次に、スカート部1に施されている樹脂皮膜2や凹部3、或いは樹脂皮膜2のコーティングパターンなどについて説明する。
図1や図2(A),(B)に示されるように、スカート部1の表面1aに斑点状に複数の樹脂皮膜2が分散配置され、隣り合う前記樹脂皮膜2,2どうしの間の前記表面1a及び隣り合う前記樹脂皮膜2,2によりなる凹部3で網目状溝4が形成されている。網目状溝4は、多数の樹脂皮膜2どうしの間により形成され、網目状溝4の底面は、樹脂皮膜2で覆われていない表面1a、即ち、スカート部1の金属表面1aで形成されている。
スカート部1に形成されている斑点状の樹脂皮膜2及び凹部3(及び網目状溝4)は、ピストン12のスラスト側12aと反スラスト側12bとに存在している。スラスト側12aとは、爆発工程においてクランク軸17の回転方向とコネクティングロッド16の傾斜とによりピストン12が下降する時に、爆発圧力でピストン12がシリンダ14に押し付けられる側を言い、反スラスト側12bはその反対側を言う。
図1,2に示されるように、斑点状に分散配置されている樹脂皮膜2は、ピストン径方向視で円形(角のない丸まった形状の一例)に設定され、全ての樹脂皮膜2の径rは互いに等しい値に設定されている。そして、隣り合う樹脂皮膜2,2が若干の隙間、即ち間隔dを空けて縦横に規則正しく配列する状態でピストン12のスカート部1の表面1aに形成されている。なお、間隔dは凹部3の幅でもある。
詳しくは、ピストン周方向8に複数の樹脂皮膜2が所定間隔dを空けて配置されて形成される樹脂皮膜列5が、ピストン移動方向6に複数配列され、ピストン移動方向6で隣り合う樹脂皮膜列5,5どうしは、ピストン周方向8で互いに半ピッチ位置ズレする状態で配置されている。
図2(A),(B)に示されるように、樹脂皮膜列5のピストン周方向8の配列ピッチをbとすると、ピストン移動方向6で隣り合う樹脂皮膜2,2どうしの位置はピストン周方向8でb/2ずれている。また、ピストン移動方向6で斜めに隣り合う樹脂皮膜2,2どうしの中心間隔(=ピッチ)もbである。つまり、隣合う3つの樹脂皮膜2,2,2がトライアングル(正三角形)状に配置されるのを基本として、多数の円形の樹脂皮膜2による水玉模様状に配置されるコーティングパターンである。
図3(B)に示されるように、ピストン周方向8及びピストン移動方向6で斜めに互いに隣り合う樹脂皮膜2,2どうしの間隔dは、樹脂皮膜2の径rの0.075〜0.75の範囲(0.075r≦d0.75r)に設定されている。
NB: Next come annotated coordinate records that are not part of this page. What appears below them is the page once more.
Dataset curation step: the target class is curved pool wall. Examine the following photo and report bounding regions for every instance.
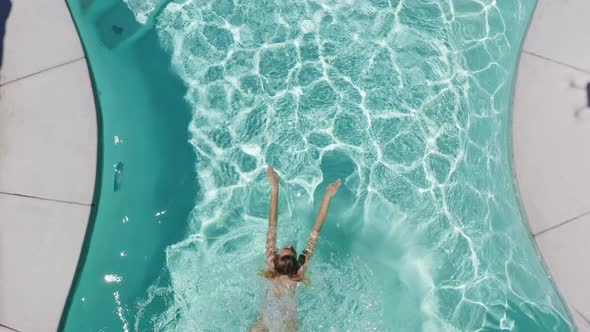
[62,0,573,331]
[61,0,196,331]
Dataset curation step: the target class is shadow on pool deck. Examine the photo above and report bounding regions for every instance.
[0,0,12,73]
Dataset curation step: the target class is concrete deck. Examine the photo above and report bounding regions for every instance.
[0,0,97,332]
[512,0,590,332]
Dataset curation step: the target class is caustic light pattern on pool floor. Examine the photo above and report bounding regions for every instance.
[117,0,572,331]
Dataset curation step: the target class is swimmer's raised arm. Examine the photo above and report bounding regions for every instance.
[266,166,279,268]
[303,180,342,272]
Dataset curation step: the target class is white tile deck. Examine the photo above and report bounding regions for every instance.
[524,0,590,72]
[512,54,590,234]
[0,59,97,204]
[0,0,84,85]
[0,194,90,332]
[536,216,590,331]
[512,0,590,332]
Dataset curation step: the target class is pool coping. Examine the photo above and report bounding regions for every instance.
[0,0,101,332]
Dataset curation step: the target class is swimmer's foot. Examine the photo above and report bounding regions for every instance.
[266,165,279,188]
[326,179,342,197]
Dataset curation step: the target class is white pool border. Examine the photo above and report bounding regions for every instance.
[0,0,98,332]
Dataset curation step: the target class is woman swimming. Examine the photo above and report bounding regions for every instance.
[251,166,341,332]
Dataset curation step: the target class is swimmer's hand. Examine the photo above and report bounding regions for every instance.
[324,179,342,198]
[266,165,279,188]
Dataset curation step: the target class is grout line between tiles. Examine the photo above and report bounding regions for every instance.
[522,50,590,74]
[0,56,86,87]
[533,211,590,238]
[0,191,93,206]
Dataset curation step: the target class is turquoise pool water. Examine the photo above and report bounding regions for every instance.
[62,0,573,331]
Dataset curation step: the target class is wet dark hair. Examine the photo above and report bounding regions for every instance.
[259,249,310,286]
[274,255,301,277]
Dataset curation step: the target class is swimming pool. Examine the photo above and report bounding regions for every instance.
[62,0,573,331]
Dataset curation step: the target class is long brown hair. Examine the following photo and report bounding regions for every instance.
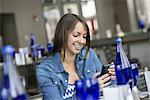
[52,14,90,59]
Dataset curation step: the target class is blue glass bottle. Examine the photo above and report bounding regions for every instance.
[131,63,139,86]
[30,33,38,58]
[115,37,133,88]
[0,45,27,100]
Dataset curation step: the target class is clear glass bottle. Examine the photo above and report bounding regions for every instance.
[115,37,133,88]
[0,45,27,100]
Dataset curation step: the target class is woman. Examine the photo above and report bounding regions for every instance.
[36,14,115,100]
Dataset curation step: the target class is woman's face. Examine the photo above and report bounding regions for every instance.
[66,22,87,54]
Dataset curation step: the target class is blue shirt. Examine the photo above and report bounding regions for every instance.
[36,49,102,100]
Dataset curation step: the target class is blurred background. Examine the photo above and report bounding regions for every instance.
[0,0,150,98]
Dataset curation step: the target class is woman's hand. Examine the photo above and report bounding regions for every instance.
[108,62,116,80]
[97,73,111,89]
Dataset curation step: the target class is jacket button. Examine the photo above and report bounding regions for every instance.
[87,69,90,73]
[55,81,58,84]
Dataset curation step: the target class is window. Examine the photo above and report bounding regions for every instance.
[42,0,98,42]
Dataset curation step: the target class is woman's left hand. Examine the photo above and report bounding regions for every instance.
[108,62,116,80]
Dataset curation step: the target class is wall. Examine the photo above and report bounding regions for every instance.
[1,0,47,47]
[95,0,115,38]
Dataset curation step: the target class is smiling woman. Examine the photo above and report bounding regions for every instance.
[36,14,113,100]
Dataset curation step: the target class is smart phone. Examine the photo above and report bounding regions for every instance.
[96,64,112,78]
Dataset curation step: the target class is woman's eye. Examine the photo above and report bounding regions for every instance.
[83,35,87,38]
[73,35,78,37]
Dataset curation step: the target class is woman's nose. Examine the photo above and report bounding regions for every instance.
[79,36,85,44]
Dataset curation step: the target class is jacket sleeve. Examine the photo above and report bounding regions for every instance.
[36,66,62,100]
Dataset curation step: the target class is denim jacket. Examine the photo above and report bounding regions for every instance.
[36,49,102,100]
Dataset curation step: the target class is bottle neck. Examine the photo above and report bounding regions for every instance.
[3,54,13,75]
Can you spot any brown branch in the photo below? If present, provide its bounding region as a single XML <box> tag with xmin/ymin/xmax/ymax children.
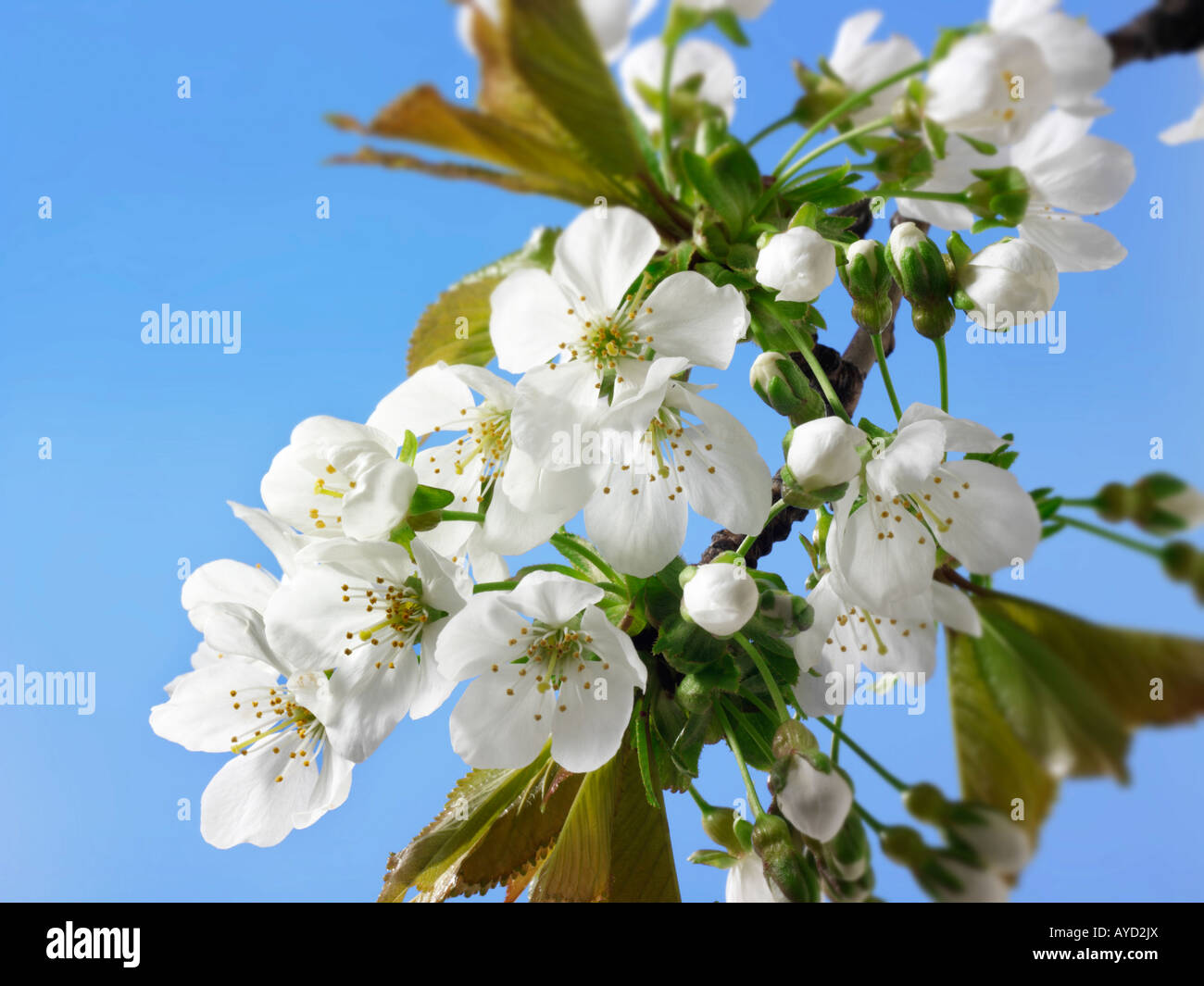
<box><xmin>1105</xmin><ymin>0</ymin><xmax>1204</xmax><ymax>69</ymax></box>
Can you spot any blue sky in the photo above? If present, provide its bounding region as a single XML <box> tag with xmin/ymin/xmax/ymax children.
<box><xmin>0</xmin><ymin>0</ymin><xmax>1204</xmax><ymax>901</ymax></box>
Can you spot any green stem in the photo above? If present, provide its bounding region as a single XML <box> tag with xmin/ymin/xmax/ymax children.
<box><xmin>815</xmin><ymin>717</ymin><xmax>909</xmax><ymax>791</ymax></box>
<box><xmin>852</xmin><ymin>802</ymin><xmax>886</xmax><ymax>832</ymax></box>
<box><xmin>661</xmin><ymin>36</ymin><xmax>678</xmax><ymax>193</ymax></box>
<box><xmin>870</xmin><ymin>332</ymin><xmax>903</xmax><ymax>421</ymax></box>
<box><xmin>773</xmin><ymin>59</ymin><xmax>928</xmax><ymax>176</ymax></box>
<box><xmin>735</xmin><ymin>633</ymin><xmax>790</xmax><ymax>722</ymax></box>
<box><xmin>786</xmin><ymin>324</ymin><xmax>852</xmax><ymax>425</ymax></box>
<box><xmin>715</xmin><ymin>701</ymin><xmax>765</xmax><ymax>818</ymax></box>
<box><xmin>1057</xmin><ymin>514</ymin><xmax>1162</xmax><ymax>560</ymax></box>
<box><xmin>903</xmin><ymin>189</ymin><xmax>970</xmax><ymax>206</ymax></box>
<box><xmin>440</xmin><ymin>510</ymin><xmax>485</xmax><ymax>524</ymax></box>
<box><xmin>934</xmin><ymin>336</ymin><xmax>948</xmax><ymax>414</ymax></box>
<box><xmin>744</xmin><ymin>113</ymin><xmax>797</xmax><ymax>148</ymax></box>
<box><xmin>735</xmin><ymin>500</ymin><xmax>786</xmax><ymax>558</ymax></box>
<box><xmin>774</xmin><ymin>117</ymin><xmax>894</xmax><ymax>187</ymax></box>
<box><xmin>472</xmin><ymin>580</ymin><xmax>514</xmax><ymax>594</ymax></box>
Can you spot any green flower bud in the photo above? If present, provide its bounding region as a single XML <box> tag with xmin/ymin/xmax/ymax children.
<box><xmin>758</xmin><ymin>589</ymin><xmax>815</xmax><ymax>637</ymax></box>
<box><xmin>966</xmin><ymin>166</ymin><xmax>1028</xmax><ymax>226</ymax></box>
<box><xmin>753</xmin><ymin>815</ymin><xmax>820</xmax><ymax>905</ymax></box>
<box><xmin>749</xmin><ymin>350</ymin><xmax>823</xmax><ymax>425</ymax></box>
<box><xmin>839</xmin><ymin>240</ymin><xmax>895</xmax><ymax>335</ymax></box>
<box><xmin>1096</xmin><ymin>482</ymin><xmax>1140</xmax><ymax>524</ymax></box>
<box><xmin>1129</xmin><ymin>472</ymin><xmax>1204</xmax><ymax>537</ymax></box>
<box><xmin>771</xmin><ymin>718</ymin><xmax>820</xmax><ymax>760</ymax></box>
<box><xmin>1162</xmin><ymin>541</ymin><xmax>1204</xmax><ymax>581</ymax></box>
<box><xmin>886</xmin><ymin>223</ymin><xmax>956</xmax><ymax>340</ymax></box>
<box><xmin>903</xmin><ymin>784</ymin><xmax>950</xmax><ymax>825</ymax></box>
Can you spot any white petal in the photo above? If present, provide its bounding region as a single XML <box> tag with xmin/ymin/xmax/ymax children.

例えば、樹脂皮膜2の径(直径)rが4mmの場合、間隔dは0.3〜3mm(例:1mm)に設定される。なお、樹脂皮膜2の径や間隔dは、任意に設定することが可能である。
ピストン移動方向で隣り合う樹脂皮膜列5,5どうしをピストン周方向8に半ピッチずらす構成により、図3(B)に示されるように、ピストン周方向で隣り合う樹脂皮膜2,2の間の凹部3である溝部分7は、そのピストン移動方向の両端に樹脂皮膜2が丁度存在する位置関係となっている。詳しくは、溝部分7の端は、樹脂皮膜2のピストン周方向8の中心に対向している。
従って、ピストン12の移動により、溝部分7(=凹部3)に取り込まれたオイルは、図3(B)に矢印で示されるように、ピストン移動方向で隣合う樹脂皮膜列5の樹脂皮膜2に当って左右に(ピストン周方向に)分かれ、樹脂皮膜2に沿って凹部3において円弧状に流れるようになる。
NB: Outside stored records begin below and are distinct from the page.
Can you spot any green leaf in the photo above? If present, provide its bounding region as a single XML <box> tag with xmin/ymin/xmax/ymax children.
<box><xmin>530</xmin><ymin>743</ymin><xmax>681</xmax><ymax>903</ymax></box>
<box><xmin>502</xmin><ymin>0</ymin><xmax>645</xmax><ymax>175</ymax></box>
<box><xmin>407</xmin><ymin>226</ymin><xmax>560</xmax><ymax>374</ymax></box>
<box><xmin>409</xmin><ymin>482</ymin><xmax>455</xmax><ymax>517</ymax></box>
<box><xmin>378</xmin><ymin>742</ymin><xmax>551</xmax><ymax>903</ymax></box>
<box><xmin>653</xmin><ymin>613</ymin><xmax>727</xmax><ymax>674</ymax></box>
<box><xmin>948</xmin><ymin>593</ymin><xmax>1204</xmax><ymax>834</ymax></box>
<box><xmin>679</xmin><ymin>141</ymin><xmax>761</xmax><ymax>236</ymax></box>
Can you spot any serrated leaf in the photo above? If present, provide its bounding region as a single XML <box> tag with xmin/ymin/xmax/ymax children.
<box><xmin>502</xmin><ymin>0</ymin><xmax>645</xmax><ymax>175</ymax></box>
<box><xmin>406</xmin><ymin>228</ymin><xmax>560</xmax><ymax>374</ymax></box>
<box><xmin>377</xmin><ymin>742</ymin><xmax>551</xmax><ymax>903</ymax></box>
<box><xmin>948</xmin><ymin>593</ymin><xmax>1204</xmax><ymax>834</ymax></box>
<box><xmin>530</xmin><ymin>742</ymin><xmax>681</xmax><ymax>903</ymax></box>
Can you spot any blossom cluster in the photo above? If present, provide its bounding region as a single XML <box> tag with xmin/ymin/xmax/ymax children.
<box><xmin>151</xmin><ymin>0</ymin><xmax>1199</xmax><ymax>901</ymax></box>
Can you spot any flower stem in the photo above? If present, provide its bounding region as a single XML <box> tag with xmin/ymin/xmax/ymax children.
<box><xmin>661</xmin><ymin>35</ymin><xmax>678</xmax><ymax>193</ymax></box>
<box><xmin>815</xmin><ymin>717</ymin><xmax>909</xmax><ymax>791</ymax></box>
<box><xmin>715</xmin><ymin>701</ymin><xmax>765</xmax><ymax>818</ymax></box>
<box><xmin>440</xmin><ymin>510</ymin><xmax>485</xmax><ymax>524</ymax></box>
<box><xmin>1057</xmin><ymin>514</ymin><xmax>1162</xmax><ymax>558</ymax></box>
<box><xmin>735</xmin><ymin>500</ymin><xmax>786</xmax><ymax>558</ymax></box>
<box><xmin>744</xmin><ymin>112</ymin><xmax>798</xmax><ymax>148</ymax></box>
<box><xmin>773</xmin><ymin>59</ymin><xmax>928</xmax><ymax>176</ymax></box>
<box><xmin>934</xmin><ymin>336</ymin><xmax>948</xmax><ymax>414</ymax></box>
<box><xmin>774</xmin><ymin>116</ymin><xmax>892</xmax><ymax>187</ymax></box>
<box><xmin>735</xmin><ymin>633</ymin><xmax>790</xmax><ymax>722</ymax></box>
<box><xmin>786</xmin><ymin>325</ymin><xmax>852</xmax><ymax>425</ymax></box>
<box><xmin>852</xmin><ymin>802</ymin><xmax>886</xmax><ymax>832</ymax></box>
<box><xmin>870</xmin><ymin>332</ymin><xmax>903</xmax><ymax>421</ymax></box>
図3(A)に示されるように、樹脂皮膜2の厚みは3〜20μmが望ましく、一例として10μmである。なお、図3(A)は分かり易くするために誇張して描いてある。
例えば、正六角形の樹脂皮膜を亀甲状に並べた場合に比べて、樹脂皮膜2に尖った角がなく丸い形状とされているので、ピストン12とシリンダ14との摩擦に対して樹脂皮膜2の削れることが抑制されて長持ちするようになる。加えて、凹部3(溝部分7)におけるオイルが流れ難くなる。詳しくは、突き当り部(樹脂皮膜2のピストン周方向の中心部)でオイルが滞り易くなりオイル保持が良くなる。その結果、流体動圧効果がはっきりと得られ、油圧が上がって油膜が厚くなり、摩擦が減じられて低フリクション化が図れて燃費改善に寄与できる。
〔別実施形態〕
樹脂皮膜2の形状としては、図4(A)に示されるように、ピストン移動方向6に長い長円形(角丸長方形)の樹脂皮膜2や、図4(B)に示されるように、ピストン移動方向6に長い楕円形の樹脂皮膜でもよい。また、ピストン周方向8に長い長円形や楕円形でもよく、要は、角のない丸まった形状であればよい。
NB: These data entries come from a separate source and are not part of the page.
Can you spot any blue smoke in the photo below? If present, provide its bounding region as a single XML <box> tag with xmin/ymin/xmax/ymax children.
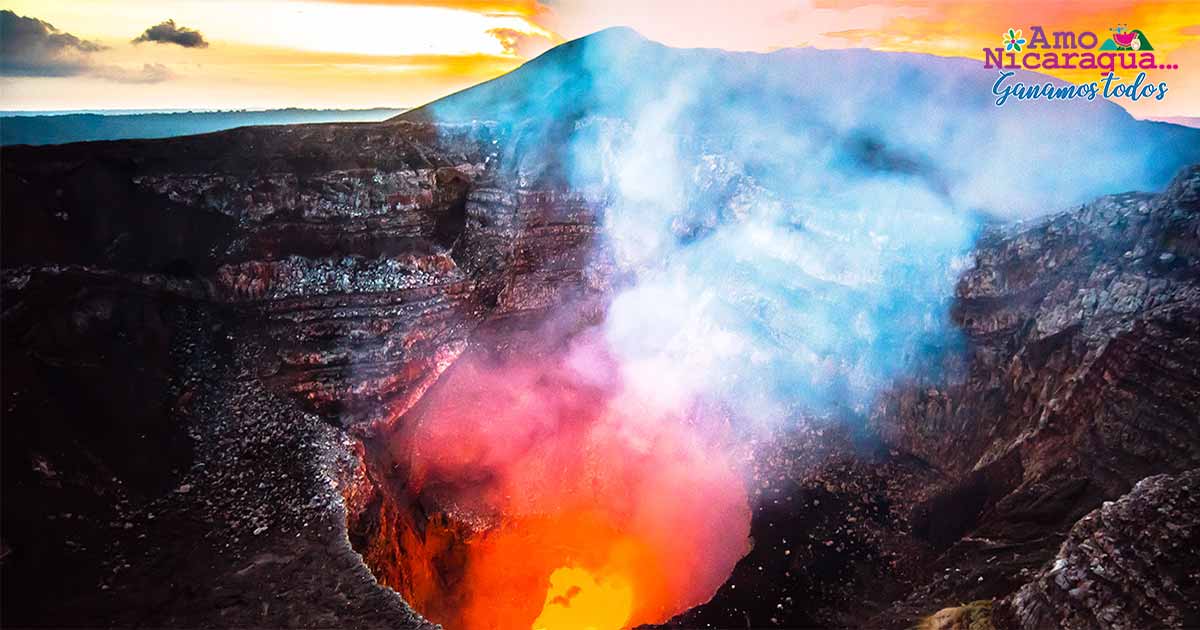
<box><xmin>425</xmin><ymin>30</ymin><xmax>1200</xmax><ymax>426</ymax></box>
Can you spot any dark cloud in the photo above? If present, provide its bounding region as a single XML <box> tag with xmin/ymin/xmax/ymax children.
<box><xmin>0</xmin><ymin>10</ymin><xmax>174</xmax><ymax>83</ymax></box>
<box><xmin>0</xmin><ymin>10</ymin><xmax>104</xmax><ymax>77</ymax></box>
<box><xmin>487</xmin><ymin>29</ymin><xmax>554</xmax><ymax>59</ymax></box>
<box><xmin>133</xmin><ymin>19</ymin><xmax>209</xmax><ymax>48</ymax></box>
ピストン移動方向6で隣り合う樹脂皮膜列5,5のピストン周方向8への位置ズレは、ピストン周方向に1/4ピッチなど、半ピッチ以外の量でもよい。
1 スカート部
1a 表面
2 樹脂皮膜
3 凹部
4 網目状溝
5 樹脂皮膜列
6 ピストン移動方向
8 ピストン周方向
d 樹脂皮膜どうしの間隔
r 樹脂皮膜の径

Claims (6)

  1. スカート部の表面に斑点状に複数の樹脂皮膜が分散配置され、隣り合う前記樹脂皮膜どうしの間の前記表面及び隣り合う前記樹脂皮膜によりなる凹部で網目状溝が形成されるとともに、前記樹脂皮膜は角のない丸まった形状に設定されているエンジンのピストン。
  2. ピストン周方向に複数の前記樹脂皮膜が所定間隔を空けて配置されて形成される樹脂皮膜列が、ピストン移動方向に複数配列され、
    ピストン移動方向で隣り合う前記樹脂皮膜列どうしが、ピストン周方向で互いに位置ズレする状態で配置されている請求項1に記載のエンジンのピストン。
  3. ピストン移動方向で隣り合う前記樹脂皮膜列どうしは、ピストン周方向で互いに半ピッチで位置ズレされている請求項2に記載のエンジンのピストン。
  4. 前記樹脂皮膜のピストン径方向視での形状が円形に設定されている請求項1〜3の何れか一項に記載のエンジンのピストン。
  5. 互いに隣り合う前記樹脂皮膜の径rが互いに等しく設定されている請求項4に記載のエンジンのピストン。
  6. 互いに隣り合う前記樹脂皮膜どうしの間隔dは、前記樹脂皮膜の径rの0.075〜0.75の範囲(0.075r≦d≦0.75r)に設定されている請求項5に記載のエンジンのピストン。